{%hackmd theme-dark %}
F74077138 Irina Dabaeva
F74067036 Leonardo Toshi Elementi
# Graphs
Graphs are discrete structures consisting of vertices and edges that connect these vertices. There are many different types of graphs, such as connected and disconnected graphs, bipartite graphs, weighted graphs, directed and undirected graphs, and simple graphs. They are used in a variety of areas. In computer science, as an example, graphs are used to represent networks, data organization, the flow of computation, and etc.
Here is the example of Nondeterministic finite automaton:

## Graph Theory
A **graph** is a pair G = (V, E), where V is a set whose elements are called *vertices*, and E is a set of paired vertices, whose elements are called *edges*.
Here is an example of the graph. This graph is called a *simple graph*.

**Simple graph** does not contain more than one edge between any two vertices and no edge connects a vertex to itself. In other words a simple graph is a graph without loops and multiple edges.
Let V be the set of vertices and E be the set of edges. We say that the pair (V, E) determines a **multigtaph** G with vertex set V and edge set E if, for some x, y ∈ V, there are two or more edges in E of the form:
- (x, y) for a directed multigraph,
- {x, y} for an undirected multigraph.
It's obvious that a simple graph is not a multigraph. We also can say that it's *loop-free*.
Unlike simple graph, **pseudograph** allows loops as well as multiple edges.

Previously we mentioned directed and undirected graphs. And it's time to define these terms.
Let V be a finite nonempty set, and let E ⊆ V x V. The pair (V, E) is called a **directed graph** (or **digraph**), where V is the set of vertices and E is the set of directed edges that are associated with the pair of vertices. The directed edge associated with (a, b) starts at a and ends at b. We denote a directed graph as G = (V, E).
In a directed grap:
- *In-degree* of vertex v (deg+(v)) is the number of edges with v as their terminal vertex;
- *Out-degree* of vertex v (deg-(v)) is the number of edges with v as their initial vertex.
When there is no concern about edge directions, we still write G = (V, E). But in this case, E is the set of unordered pairs of elements taken from V. G is called **undirected graph**.
 
Above figure (on the left-hand side) provides an example of a directed graph on V = {a, b, c, d, e} with E = {(a, a), (a, b), (a, d), (b, c)}. For any edge, such as (b, c), we say that the edge is *incident* with vertices b, c; b is said to be *adjacent* to c, whereas c is *adjacent* from b. In addition, vertex b is called the *source* of the edge (b, c), and vertex c is the *terminating* vertex.
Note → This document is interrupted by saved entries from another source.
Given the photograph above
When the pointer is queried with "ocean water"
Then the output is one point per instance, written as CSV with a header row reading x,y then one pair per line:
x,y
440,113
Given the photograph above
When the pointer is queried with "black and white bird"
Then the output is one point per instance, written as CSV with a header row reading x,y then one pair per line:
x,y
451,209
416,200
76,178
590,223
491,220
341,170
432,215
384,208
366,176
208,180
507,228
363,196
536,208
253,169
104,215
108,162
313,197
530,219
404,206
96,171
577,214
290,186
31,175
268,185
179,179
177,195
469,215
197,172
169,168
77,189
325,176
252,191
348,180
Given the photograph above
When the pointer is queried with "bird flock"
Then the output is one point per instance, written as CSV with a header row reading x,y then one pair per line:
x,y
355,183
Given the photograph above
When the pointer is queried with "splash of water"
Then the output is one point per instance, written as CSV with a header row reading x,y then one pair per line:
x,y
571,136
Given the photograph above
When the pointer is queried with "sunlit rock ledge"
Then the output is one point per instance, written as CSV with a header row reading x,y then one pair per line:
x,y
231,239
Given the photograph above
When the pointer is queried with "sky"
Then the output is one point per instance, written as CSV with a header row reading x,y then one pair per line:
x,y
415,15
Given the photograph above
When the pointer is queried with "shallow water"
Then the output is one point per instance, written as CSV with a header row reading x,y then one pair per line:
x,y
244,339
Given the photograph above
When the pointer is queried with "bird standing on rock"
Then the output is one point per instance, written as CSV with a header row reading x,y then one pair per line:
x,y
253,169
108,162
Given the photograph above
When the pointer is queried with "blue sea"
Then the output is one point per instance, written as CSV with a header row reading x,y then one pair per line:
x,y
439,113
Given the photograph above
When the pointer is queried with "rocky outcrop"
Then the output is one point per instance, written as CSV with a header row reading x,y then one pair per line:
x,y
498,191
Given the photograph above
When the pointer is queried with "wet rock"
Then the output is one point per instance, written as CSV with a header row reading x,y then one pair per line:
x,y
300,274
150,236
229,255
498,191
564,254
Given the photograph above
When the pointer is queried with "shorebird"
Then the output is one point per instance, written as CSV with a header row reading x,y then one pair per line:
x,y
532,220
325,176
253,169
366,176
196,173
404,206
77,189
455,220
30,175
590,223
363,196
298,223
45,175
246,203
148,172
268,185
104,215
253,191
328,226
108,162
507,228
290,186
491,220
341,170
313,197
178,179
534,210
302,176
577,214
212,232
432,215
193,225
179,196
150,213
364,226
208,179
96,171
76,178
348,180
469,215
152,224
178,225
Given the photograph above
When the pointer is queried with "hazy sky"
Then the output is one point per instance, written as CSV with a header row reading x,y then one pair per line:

The edge (a, a) is an example of a *loop*, and the vertex e that has no incident edges is called an *isolated* vertex.
*Degree* of a vertex is the number of edges connecting it. In the example below, vertex a has degree 3 , and the rest have degree 1 . A vertex that has degree 1 is called an *end vertex*.

Also you could notice numbers associated with each edge. These are the weights. The *weight* of an edge is often referred to as the "cost" of the edge. So, we can say it's a **weighted graph**, a graph in which each branch is given a numerical weight.
**Handshaking Theorem:**
Handshaking theorem states that the sum of degrees of the vertices of a graph is twice the number of edges.

**Proof:**
Since the degree of a vertex is the number of edges incident with that vertex, the sum of degree counts the total number of times an edge is incident with a vertex. Since every edge is incident with exactly two vertices,each edge gets counted twice,once at each end. Thus the sum of the degrees is equal twice the number of edges.
**Corollary:**
- In a graph, the total number of odd degree vertices is even.
Let x, y be (not necessarily distinct) vertices in an undirected graph G = (V, E). An x-y *walk* in G is a (loop-free) finite alternating sequence of vertices and edges from G, starting at vertex x and ending at vertex y and involving n edges e(i) = {x(i-1), x(i)}, where 1 <= i <= n.
The *length* of this walk is n, the number of edges in the walk. When n = 0, there are no edges, x = y, and the walk is called *trivial*.
Any x-y walk where x = y (and n > 1) is called a *closed* walk. Otherwise the walk is *open*.
There are two special types of walks. Consider any x-y walk in an undirected graph G = (V, E):
- if no edge in the x-y walk is repeated, then the walk is called an x-y *trail*. A closed x-x trial is called a *circuit*;
- if no vertex of the x-y walk occurs more than once, then the walk is called an x-y *path*. When x = y, the term *cycle* is used to describe such a closed path.
**Example:**

Walk: A -> B -> C -> D -> B -> A -> C

Circuit: A -> B -> C -> D

Path: A -> B -> C -> D

**Theorem:**
Let G = (V, E) be an undirected graph, with a, b ∈ V, a != b. If there exists a trial (in G) from a to b, then there is a path (in G) from a to b.
**Proof:**
Since there is a trail from a to b, we select one of the shortest lengths, say {a, x1}, {x(1), x(2)}, ..., {x(n), b}. If this trail is not a path, we have the situation {a, x(1)}, {x(1), x(2)}, ..., {x(k-1), x(k)}, {x(k), x(k+1)}, {x(k+1), x(k+2)}, ..., {x(m-1), x(m)}, {x(m), x(m+1)}, ..., {x(n), b}, where k < m and x(k) = x(m), possibly with k = 0 and a (=x(0)) = x(m), or m = n+1 and x(k) = b (=x(n+1)). But then we have a contradiction because {a, x(1)}, {x(1), x(2)}, ..., {x(k-1), x(k)}, {x(m), x(m+1)}, ..., {x(n), b} is a shorter trail from a to b.
Let G = (V, E) be an undirected graph or multigraph with no isolated vertices. Then G is said to have an *Euler circuit* if there is a circuit in G that traverses every edge of the graph exactly once.
*Eulerian path* is a trail in a finite graph that visits every edge exactly once (allowing for revisiting vertices).
A *Hamiltonian path*, also called a *Hamilton path*, is a graph path between two vertices of a graph that visits each vertex exactly once.
A *Hamiltonian circuit* is a circuit that visits every vertex once with no repeats.
A **complete graph**, denoted K(n), is a simple graph that contains exactly one edge between each pair of n distinct vertices.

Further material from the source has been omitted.